The abstract describes a system for generating training and testing data for machine-learning models by extracting signals from a data store, processing the raw data, and generating input data for a machine-learning pipeline.

  • Receiving signal extraction information with instructions to query a data store
  • Accessing raw data from the data store using SQL code generated based on the signal extraction information
  • Processing the raw data to generate a plurality of signals using signal configuration information
  • Joining the signals with a label source to generate training and testing data using SQL code
  • Processing the training and testing data to create input data for a machine-learning pipeline

Potential Applications

This technology can be applied in various fields such as finance, healthcare, marketing, and cybersecurity for developing and testing machine-learning models.

Problems Solved

This technology streamlines the process of generating training and testing data for machine-learning models, reducing manual effort and improving efficiency in model development.

Benefits

The system automates the data preparation process, accelerates model training, and enhances the accuracy and performance of machine-learning models.

Potential Commercial Applications

"Automated Data Generation for Machine-Learning Models: Revolutionizing Model Development"

Possible Prior Art

One possible prior art could be the use of manual data extraction and processing methods for generating training and testing data for machine-learning models.

What are the potential limitations of this technology in real-world applications?

The abstract does not mention any potential limitations of the technology in real-world applications.

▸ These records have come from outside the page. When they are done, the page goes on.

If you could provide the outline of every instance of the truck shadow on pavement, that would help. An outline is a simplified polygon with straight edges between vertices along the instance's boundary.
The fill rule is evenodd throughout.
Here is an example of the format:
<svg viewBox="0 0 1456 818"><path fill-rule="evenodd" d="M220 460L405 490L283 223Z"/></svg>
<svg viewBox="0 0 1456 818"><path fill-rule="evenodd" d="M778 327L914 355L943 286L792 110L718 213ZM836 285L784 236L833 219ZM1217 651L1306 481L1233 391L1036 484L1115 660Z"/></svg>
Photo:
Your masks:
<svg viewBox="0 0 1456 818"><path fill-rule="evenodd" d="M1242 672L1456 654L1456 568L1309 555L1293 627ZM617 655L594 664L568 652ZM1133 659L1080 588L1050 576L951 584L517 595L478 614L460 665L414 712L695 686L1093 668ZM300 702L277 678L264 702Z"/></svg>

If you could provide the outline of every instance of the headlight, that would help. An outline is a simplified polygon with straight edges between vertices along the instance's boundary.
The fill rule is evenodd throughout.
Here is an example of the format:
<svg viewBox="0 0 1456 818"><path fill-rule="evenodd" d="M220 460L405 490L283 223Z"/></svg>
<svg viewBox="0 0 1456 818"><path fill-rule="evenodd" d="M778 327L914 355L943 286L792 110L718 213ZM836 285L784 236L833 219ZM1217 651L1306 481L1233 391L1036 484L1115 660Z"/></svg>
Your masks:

However, some challenges that may arise include data quality issues, scalability concerns, and the need for continuous optimization of the signal extraction and processing algorithms.

How does this technology compare to existing data generation methods for machine-learning models?

The abstract does not provide a direct comparison to existing data generation methods for machine-learning models. However, this technology appears to offer automation and efficiency advantages over traditional manual data extraction and processing methods. Further analysis and comparison with existing methods would be necessary to determine the full extent of its benefits.


Original Abstract Submitted

Provided are computing systems, methods, and platforms for generating training and testing data for machine-learning models. The operations can include receiving signal extraction information that has instructions to query a data store. Additionally, the operations can include accessing, using Structured Query Language (SQL) code generated based on the signal extraction information, raw data from the data store. Moreover, the operations can include processing the raw data using signal configuration information to generate a plurality of signals. The signal configuration information can have instructions on how to generate the plurality of signals from the raw data. Furthermore, the operations can include joining, using SQL code, the plurality of signals with a first label source to generate training data and testing data. Subsequently, the operations can include processing the training data and the testing data to generate the input data. The input data being an ingestible for a machine-learning pipeline.